I thank the Chair and I yield the floor.
The ACTING PRESIDENT pro tempore. The Senator from New York.
Mr. CORNYN. Will the Senator yield for a quick question?
Mr. SCHUMER. I will yield.
Mr. CORNYN. I know there are a number of us who would like to speak
on the upcoming cloture vote at noon on the McConnell nomination. I
know Senator Grassley would; I presume the Senators from New York and
Rhode Island would. I wonder if we could reach some unanimous consent
agreement that would allow at least 5 minutes for each of us to speak.
I would pose that as a unanimous consent request; that for the
Senators who are currently on the floor, the five of us, we be given up
to 5 minutes to speak preceding the cloture vote.

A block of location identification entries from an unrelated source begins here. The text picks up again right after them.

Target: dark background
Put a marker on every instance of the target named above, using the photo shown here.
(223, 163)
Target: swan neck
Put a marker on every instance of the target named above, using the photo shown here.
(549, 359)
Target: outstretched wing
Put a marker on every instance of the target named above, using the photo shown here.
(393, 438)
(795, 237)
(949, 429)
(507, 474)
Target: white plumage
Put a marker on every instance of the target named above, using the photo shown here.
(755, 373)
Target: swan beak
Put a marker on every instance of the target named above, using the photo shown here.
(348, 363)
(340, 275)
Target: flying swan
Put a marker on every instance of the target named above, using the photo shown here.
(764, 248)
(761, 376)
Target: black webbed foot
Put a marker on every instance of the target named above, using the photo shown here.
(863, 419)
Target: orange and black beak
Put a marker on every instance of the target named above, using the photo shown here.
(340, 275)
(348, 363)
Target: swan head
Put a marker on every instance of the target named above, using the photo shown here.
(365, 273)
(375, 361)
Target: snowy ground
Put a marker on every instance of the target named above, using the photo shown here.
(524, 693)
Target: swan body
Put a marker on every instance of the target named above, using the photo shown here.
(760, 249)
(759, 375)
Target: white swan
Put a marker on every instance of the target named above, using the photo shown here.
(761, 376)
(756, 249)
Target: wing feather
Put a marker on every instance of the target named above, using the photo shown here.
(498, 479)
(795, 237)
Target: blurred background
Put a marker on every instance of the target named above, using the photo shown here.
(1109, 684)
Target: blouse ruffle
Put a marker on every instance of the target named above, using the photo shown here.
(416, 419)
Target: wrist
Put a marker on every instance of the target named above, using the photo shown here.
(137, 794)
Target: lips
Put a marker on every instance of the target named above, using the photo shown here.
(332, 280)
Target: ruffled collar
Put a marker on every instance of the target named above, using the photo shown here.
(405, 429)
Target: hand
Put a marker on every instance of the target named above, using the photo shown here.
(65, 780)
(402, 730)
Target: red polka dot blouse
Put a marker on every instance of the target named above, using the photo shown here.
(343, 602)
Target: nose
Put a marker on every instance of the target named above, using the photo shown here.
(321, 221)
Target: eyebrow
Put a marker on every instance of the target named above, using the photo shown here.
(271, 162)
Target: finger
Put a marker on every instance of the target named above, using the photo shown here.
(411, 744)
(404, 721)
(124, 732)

Mr. SCHUMER. Might I ask a question of the Chair? What is the time
status? There is 35 minutes until noon; is that divided?
The ACTING PRESIDENT pro tempore. Yes, the time is equally divided.
The Democrats control 19 minutes, the Republicans control 18\1/2\
minutes.
Ms. LANDRIEU. Madam President, reserving the right to object, I wish
to remind the Senators this isn't the only debate on the floor. We are
having a cloture vote on SBIR, and we would like some time to close
that debate as well. So I am open to work with the other Senators.
Mr. REED. Madam President, reserving my right to object, I would
suggest, according to the request of the Senator from Texas, that the
Senator from New York be recognized for 5 minutes, the Senator from
Texas be recognized for 5 minutes, that I be recognized for 5 minutes,
and then Senator Grassley be recognized for 5 minutes.
The question then would be, Is there sufficient time for Senator
Landrieu and, of course, Senator Leahy?
[[Page S2649]]
Mr. SCHUMER. Could I ask unanimous consent----
Ms. LANDRIEU. I don't know how to do this, but if we could do 3
minutes each and reserve at least 15 minutes for closure.
The ACTING PRESIDENT pro tempore. Time has been consumed during this
debate.
The Senator from New York.
Mr. SCHUMER. Madam President, I believe we have 37 minutes remaining;
is that right, 19 and 18?
The ACTING PRESIDENT pro tempore. Correct.
Mr. SCHUMER. I know Senator Leahy wants to close with 5 minutes.
So what we could do, equitably, is give each of the six Members on
the floor 5 minutes.
Ms. LANDRIEU. I have to object to that.
Mr. SCHUMER. OK. Madam President, I have the floor and I ask to be
recognized.
The ACTING PRESIDENT pro tempore. The Senator from New York.